派手な効果は用いず、ゆっくりと明るさを変化させることによって独特の雰囲気を生み出していた照明の演出が素晴らしかったです。
満足度★★★★
この気持ち悪さはクセになるなあ・・・
この「ちゃんと嫌な気持ちになれる」感じがたまらなく面白かった。
お話自体は小劇場じゃよくあるタイプの「気持ち悪さ」な話だったけど、それを引力やテクスチャーに富んだな台詞や役者でちゃんと新鮮な「気持ち悪さ」に塗り変えていたのが印象的。
ただ個人的な好みとしては、そうした「物語」を食い破って語られる、もっとえげつなくてもっとスケールの大きな「物語」が観たくはあったけど。
“「神様」を擁することで成立する集団”的な面にも、もう少し踏み込んでほしかったかも。

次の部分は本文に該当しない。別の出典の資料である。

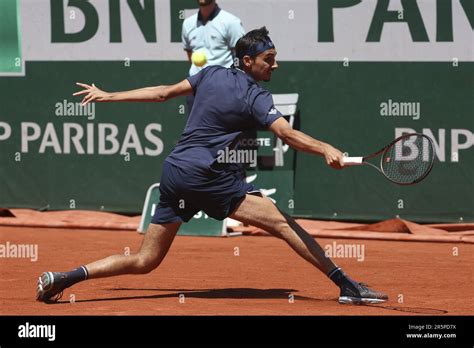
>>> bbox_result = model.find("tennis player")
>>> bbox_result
[37,27,388,304]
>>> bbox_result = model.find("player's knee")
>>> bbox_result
[273,218,292,239]
[135,254,159,274]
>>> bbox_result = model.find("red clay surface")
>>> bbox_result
[0,227,474,315]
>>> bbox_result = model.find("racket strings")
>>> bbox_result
[381,134,434,184]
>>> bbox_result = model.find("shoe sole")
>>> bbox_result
[36,272,54,301]
[339,296,387,304]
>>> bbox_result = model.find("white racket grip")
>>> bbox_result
[343,157,364,166]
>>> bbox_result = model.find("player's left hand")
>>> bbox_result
[323,144,344,169]
[73,82,110,106]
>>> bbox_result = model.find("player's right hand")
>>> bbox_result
[73,82,110,106]
[323,144,344,169]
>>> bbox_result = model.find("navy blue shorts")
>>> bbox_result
[151,161,259,224]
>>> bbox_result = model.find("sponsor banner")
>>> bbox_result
[8,0,474,62]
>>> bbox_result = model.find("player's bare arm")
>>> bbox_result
[73,80,192,105]
[270,117,344,169]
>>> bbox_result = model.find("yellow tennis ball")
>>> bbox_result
[191,51,207,67]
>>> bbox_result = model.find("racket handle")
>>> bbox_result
[343,157,364,166]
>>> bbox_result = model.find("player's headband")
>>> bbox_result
[238,36,275,59]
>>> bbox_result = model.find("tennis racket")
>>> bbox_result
[343,133,435,185]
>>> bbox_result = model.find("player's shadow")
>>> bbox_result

しかしまあ、古舘さん、山内さんはじめ、役者さんたちの醸し出す圧倒的な得体の知れなさはホントにクセになるなあ・・・。
照明が、何気にすごい緊張感を空間に持たせていて印象に残った。
満足度★★★★★
やはり、松井周さんが好き勝手に作った115分
サンプル特有の緩やかな演劇に、青年団の現代口語演劇が融合し、かつ、松井周さんのやはり、好き勝手に作った、大かがりの舞台美術がストーリーを盛り上げる感動さが味わえた、115分でした。